Dieser Wermutstropfen ist um so bedauerlicher, weil es wirklich ein rundum perfekter Abend hätte werden können, so wunderbar und vollkommen ist die musikalische Umsetzung gelungen. Valtteri Rauhalammis Dirigat zeichnet sich durch eine wunderbare Stringenz und Klarheit aus, mit der er den Sängerinnen einen farbenreichen Teppich für ihre Kunst bereitet. „Allen voran“ gibt es da nicht.

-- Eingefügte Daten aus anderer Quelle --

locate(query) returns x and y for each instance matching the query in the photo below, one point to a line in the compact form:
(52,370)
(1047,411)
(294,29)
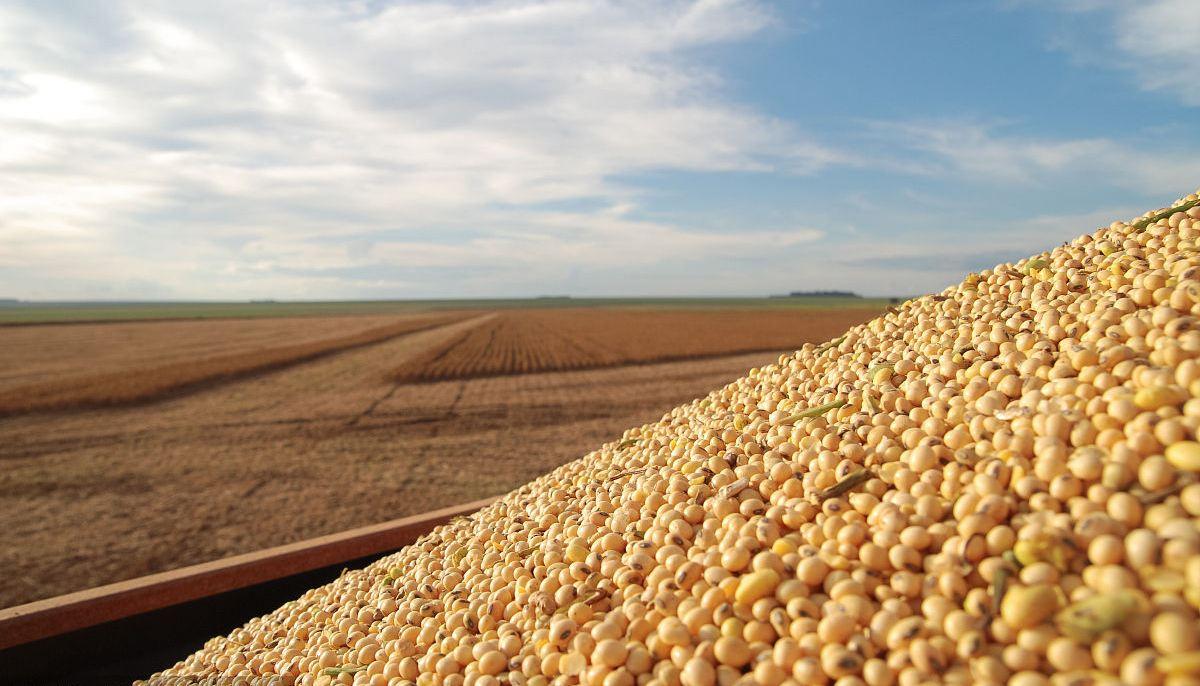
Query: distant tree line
(820,294)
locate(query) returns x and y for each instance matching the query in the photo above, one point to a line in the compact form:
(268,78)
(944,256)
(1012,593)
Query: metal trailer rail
(119,632)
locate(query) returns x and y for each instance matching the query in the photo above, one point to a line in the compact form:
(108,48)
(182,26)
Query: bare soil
(99,495)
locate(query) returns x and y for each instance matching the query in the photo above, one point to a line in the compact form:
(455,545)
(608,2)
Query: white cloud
(987,152)
(1153,40)
(239,149)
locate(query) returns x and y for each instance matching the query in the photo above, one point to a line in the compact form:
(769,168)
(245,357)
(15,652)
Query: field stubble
(312,449)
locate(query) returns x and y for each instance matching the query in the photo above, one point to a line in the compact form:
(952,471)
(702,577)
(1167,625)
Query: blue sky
(342,150)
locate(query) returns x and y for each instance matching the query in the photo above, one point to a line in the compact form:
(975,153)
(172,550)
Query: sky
(369,149)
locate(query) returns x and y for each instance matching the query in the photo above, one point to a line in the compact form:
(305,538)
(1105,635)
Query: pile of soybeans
(994,485)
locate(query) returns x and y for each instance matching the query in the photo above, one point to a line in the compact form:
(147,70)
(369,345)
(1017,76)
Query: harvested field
(519,342)
(328,439)
(315,449)
(60,367)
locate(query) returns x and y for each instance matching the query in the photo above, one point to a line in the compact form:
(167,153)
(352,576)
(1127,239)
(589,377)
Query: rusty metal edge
(82,609)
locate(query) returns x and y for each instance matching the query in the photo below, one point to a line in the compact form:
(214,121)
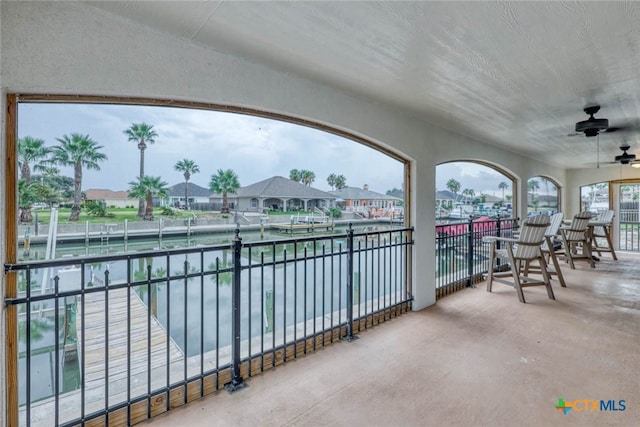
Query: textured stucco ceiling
(516,74)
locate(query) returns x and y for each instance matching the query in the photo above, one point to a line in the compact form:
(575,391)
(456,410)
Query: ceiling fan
(626,158)
(592,126)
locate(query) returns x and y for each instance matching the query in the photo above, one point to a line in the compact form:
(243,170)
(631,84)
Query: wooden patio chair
(549,251)
(601,232)
(575,240)
(520,253)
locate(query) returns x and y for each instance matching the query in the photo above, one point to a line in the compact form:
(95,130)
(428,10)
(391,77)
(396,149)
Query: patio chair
(575,240)
(601,232)
(549,250)
(520,253)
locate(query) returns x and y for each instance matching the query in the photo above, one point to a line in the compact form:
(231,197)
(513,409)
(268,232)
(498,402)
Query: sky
(255,148)
(481,179)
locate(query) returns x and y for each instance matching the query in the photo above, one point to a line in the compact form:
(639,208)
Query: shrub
(335,212)
(166,210)
(97,209)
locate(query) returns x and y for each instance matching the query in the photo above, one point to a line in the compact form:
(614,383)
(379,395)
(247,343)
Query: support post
(498,234)
(470,254)
(237,383)
(349,336)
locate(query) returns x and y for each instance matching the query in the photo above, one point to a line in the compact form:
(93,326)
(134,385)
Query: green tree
(189,167)
(294,175)
(469,193)
(26,197)
(147,188)
(142,134)
(331,180)
(503,186)
(78,151)
(30,151)
(307,177)
(224,182)
(454,187)
(341,182)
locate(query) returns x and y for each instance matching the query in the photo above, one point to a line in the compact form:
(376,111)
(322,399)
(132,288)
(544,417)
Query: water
(197,310)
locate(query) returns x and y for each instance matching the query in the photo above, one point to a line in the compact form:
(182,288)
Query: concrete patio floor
(473,359)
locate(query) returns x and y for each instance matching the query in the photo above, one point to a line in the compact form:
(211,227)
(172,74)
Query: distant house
(110,198)
(278,193)
(446,199)
(197,194)
(367,202)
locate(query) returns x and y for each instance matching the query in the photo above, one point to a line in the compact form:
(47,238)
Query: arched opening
(190,168)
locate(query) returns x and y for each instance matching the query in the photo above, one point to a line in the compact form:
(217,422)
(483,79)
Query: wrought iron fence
(121,338)
(461,256)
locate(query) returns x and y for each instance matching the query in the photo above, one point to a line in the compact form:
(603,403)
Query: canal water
(197,310)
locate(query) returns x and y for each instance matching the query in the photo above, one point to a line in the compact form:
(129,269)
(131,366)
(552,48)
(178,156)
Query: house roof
(278,186)
(449,195)
(102,194)
(355,193)
(194,190)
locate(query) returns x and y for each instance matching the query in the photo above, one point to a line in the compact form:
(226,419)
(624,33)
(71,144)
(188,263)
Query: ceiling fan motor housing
(625,158)
(592,126)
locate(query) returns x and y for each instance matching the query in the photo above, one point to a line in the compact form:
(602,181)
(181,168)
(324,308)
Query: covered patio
(502,84)
(474,358)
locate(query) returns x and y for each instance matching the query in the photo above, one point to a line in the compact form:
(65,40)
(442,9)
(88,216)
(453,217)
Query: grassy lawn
(118,215)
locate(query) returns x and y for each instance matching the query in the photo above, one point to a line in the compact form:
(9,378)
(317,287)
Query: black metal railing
(629,229)
(121,338)
(461,256)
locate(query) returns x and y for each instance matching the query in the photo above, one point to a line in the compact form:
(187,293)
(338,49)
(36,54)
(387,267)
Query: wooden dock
(306,227)
(94,359)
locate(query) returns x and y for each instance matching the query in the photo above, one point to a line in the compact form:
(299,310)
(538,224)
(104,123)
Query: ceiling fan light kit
(625,158)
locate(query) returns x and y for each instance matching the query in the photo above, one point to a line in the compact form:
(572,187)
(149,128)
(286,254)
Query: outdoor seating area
(533,252)
(520,253)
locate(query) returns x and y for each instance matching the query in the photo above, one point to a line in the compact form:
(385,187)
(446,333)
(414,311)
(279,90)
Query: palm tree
(78,151)
(224,182)
(147,188)
(503,186)
(469,193)
(331,180)
(188,167)
(142,134)
(294,175)
(341,182)
(533,185)
(454,187)
(307,177)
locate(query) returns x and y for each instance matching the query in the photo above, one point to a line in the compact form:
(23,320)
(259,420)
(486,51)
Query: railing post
(237,383)
(349,336)
(470,254)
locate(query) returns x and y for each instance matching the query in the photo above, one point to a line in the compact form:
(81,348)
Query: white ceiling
(513,73)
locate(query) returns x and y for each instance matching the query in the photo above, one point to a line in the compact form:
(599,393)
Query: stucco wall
(70,48)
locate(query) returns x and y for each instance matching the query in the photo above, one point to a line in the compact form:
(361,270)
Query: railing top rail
(93,259)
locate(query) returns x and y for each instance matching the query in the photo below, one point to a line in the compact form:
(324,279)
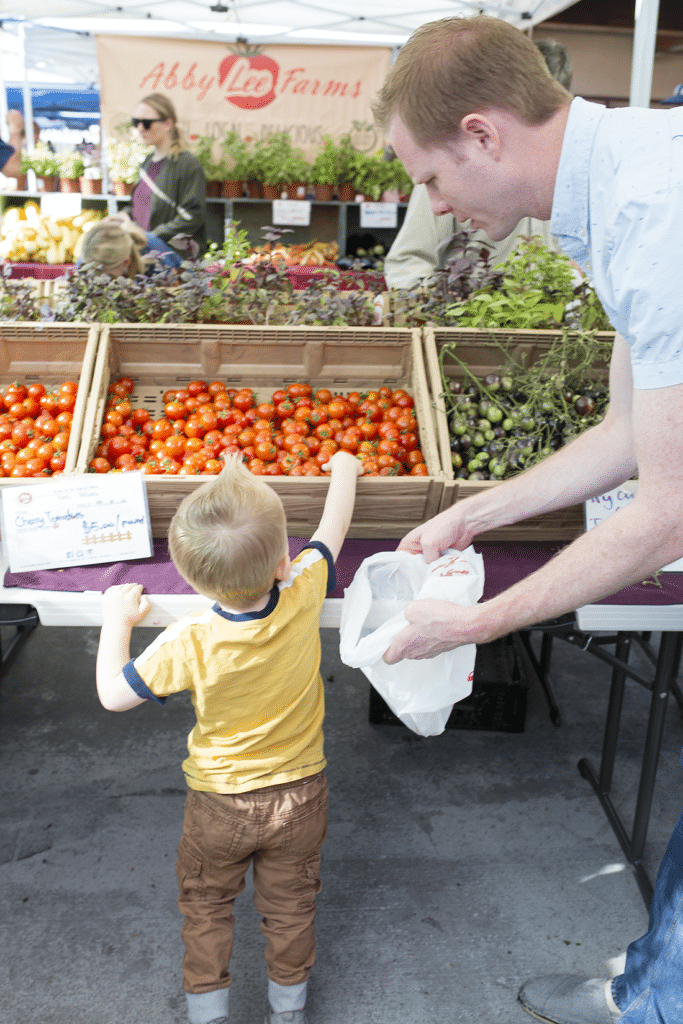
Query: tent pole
(26,89)
(644,42)
(4,130)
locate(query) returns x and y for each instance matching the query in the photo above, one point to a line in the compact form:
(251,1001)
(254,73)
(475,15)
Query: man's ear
(482,131)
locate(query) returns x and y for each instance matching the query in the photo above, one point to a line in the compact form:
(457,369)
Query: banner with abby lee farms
(218,87)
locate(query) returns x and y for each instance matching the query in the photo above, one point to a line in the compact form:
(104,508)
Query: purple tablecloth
(505,564)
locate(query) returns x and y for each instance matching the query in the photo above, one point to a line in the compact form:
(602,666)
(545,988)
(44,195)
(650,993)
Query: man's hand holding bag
(420,692)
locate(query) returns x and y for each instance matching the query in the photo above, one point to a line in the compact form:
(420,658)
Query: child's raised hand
(343,458)
(126,602)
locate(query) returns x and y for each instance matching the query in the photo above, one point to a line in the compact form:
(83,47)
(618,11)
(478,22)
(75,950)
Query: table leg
(24,627)
(633,846)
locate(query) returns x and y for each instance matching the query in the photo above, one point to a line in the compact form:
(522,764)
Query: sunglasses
(145,123)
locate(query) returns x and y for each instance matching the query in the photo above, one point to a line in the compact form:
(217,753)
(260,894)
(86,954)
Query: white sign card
(291,211)
(76,520)
(57,205)
(597,509)
(379,214)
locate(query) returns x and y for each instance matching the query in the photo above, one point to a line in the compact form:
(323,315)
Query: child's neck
(257,606)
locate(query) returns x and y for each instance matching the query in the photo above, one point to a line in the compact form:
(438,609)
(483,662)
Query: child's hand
(341,458)
(126,602)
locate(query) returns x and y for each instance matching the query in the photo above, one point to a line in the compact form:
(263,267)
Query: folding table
(72,597)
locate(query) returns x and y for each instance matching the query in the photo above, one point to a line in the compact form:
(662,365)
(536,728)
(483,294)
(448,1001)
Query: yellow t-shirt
(254,680)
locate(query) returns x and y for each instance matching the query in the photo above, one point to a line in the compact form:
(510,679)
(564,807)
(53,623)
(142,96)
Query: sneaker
(566,998)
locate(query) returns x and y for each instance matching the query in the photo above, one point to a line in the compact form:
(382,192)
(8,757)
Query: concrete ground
(456,866)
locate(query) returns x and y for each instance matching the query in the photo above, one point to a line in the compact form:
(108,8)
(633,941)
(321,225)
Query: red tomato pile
(294,433)
(35,426)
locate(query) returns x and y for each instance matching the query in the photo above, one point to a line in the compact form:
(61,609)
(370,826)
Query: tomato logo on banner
(249,79)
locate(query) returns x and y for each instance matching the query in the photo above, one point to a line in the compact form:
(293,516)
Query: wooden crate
(158,358)
(481,352)
(50,354)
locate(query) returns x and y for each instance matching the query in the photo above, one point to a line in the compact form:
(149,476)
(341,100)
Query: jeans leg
(213,858)
(287,882)
(650,990)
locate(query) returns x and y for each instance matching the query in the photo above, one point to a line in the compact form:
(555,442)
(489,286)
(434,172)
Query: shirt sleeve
(5,153)
(643,281)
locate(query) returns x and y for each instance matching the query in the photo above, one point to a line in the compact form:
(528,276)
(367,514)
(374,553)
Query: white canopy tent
(58,36)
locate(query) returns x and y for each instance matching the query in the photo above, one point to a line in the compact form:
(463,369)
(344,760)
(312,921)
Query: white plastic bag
(420,692)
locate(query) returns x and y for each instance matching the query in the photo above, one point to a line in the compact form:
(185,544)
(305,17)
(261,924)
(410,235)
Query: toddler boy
(257,792)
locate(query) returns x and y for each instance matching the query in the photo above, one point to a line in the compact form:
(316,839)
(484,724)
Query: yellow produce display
(28,236)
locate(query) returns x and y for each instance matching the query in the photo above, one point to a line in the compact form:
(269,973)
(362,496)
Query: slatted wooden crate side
(342,359)
(51,354)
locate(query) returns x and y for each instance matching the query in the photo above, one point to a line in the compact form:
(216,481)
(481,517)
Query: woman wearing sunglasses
(169,198)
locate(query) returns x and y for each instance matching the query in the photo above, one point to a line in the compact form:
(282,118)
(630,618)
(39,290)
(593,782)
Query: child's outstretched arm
(123,607)
(344,471)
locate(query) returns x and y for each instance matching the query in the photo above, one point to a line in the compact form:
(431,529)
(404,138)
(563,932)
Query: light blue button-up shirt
(617,211)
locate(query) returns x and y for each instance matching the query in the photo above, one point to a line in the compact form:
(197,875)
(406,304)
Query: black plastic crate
(498,700)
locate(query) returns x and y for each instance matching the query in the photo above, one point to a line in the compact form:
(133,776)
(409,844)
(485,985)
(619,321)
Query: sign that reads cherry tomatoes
(75,520)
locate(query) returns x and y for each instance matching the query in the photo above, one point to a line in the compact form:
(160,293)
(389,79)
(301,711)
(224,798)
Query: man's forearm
(625,549)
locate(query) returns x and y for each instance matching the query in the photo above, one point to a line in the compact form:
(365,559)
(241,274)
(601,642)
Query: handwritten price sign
(76,520)
(597,509)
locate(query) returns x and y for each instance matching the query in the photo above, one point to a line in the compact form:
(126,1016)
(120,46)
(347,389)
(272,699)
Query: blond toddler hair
(228,537)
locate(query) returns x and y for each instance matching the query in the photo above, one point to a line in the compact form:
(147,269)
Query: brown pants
(280,829)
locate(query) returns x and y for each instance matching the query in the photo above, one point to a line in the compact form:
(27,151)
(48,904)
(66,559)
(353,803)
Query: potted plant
(236,165)
(372,175)
(22,179)
(46,166)
(71,169)
(276,163)
(91,180)
(123,161)
(326,169)
(347,154)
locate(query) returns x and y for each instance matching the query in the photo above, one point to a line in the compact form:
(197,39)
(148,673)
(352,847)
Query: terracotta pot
(296,189)
(324,194)
(230,189)
(91,186)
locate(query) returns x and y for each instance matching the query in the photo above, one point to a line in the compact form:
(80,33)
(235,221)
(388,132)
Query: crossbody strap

Absolut gleichwertig und von höchster Qualität sind Gesang und Spiel der Damen und Dank der präzisen Arbeitsweise des Regisseurs wächst jede einzelne auch darstellerisch über sich hinaus. Die Blanche von Dorothea Maria Marx ist eine Wucht, mit jeder Faser verkörpert das Ensemblemitglied die junge, zutiefst verstörte Frau und angesichts des stimmlichen Volumens, der reichen Farben und der großen Kraft kann man sich kaum vorstellen, dass sie am Haus auch als „Königin der Nacht“ zu erleben ist. Monika Walerowicz glänzt als Mère Marie mit intensiver Darstellung und den mannigfaltigen Nuancen ihres satten Soprans und ist sicher die beste „Version“ dieser Rolle, die ich in dieser Spielzeit an den vier Häusern habe sehen dürfen. In absoluter Bestform zeigt sich auch Kelly God als Madame Lidonie. Sie legt die neue Priorin vergleichsweise energisch und selbstbewusst an, weiß sich aber in der Kerkerszene auch zurück zu nehmen. Renate Behle war schon auf allen großen Bühnen der Welt zu sehen und hat vor beinahe 10 Jahren eigentlich ihren Bühnenabschied genommen. Dass sie nun an ihre alte Wirkungsstätte zurückgekehrt ist, um die alte Priorin zu spielen – ach, was sage ich… zu sein (!), ist ein großes Glück. Ania Vegry ist eine spritzige Constance, deren gute Laune förmlich über den Graben springt. Für Blanches Bruder, den Chevalier de la Force hat sich Poulenc einen Mozart-Tenor gewünscht – und genau das ist Simon Bode. Sein lupenreiner, schlanker Tenor ist mit seiner feinen und so klaren wie unangestrengten Höhe wie gemacht für diese Rolle, auch wenn er sich in den ersten Minuten offensichtlich erst freisingen muss. Aus dem Heer an vergleichsweise kleineren Herrenrollen sticht Yannick Spanier hervor. Der junge Bass ist seit dieser Spielzeit an der Jungen Oper Hannover engagiert und seine enorme stimmliche und körperliche Bühnenpräsenz macht neugierig auf mehr.

„Dialogues des Carmélites“ ist nicht zuletzt auch eine Choroper. Glänzend vorbereitet und von Lorenzo Da Rio bestens aufeinander abgestimmt präsentieren sich die Damen – und in der Schlussszene auch die Herren vom Balkon – und machen so den Abend zu einem musikalischen Gesamterlebnis. Da ist es nur gerecht, dass sie sich zum frenetischen und nicht enden wollenden Schlussapplaus auch einzeln dem Publikum präsentieren dürfen und nicht nur als Künsterlinnenkonvolut – ganz dem Regieansatz Hilsdorfs folgend, der ja jede Einzelne ins Zentrum seiner Betrachtung gestellt hatte.

Ihr Jochen Rüth 03.06.2018

Die Fotos stammen von Thomas M. Jauk.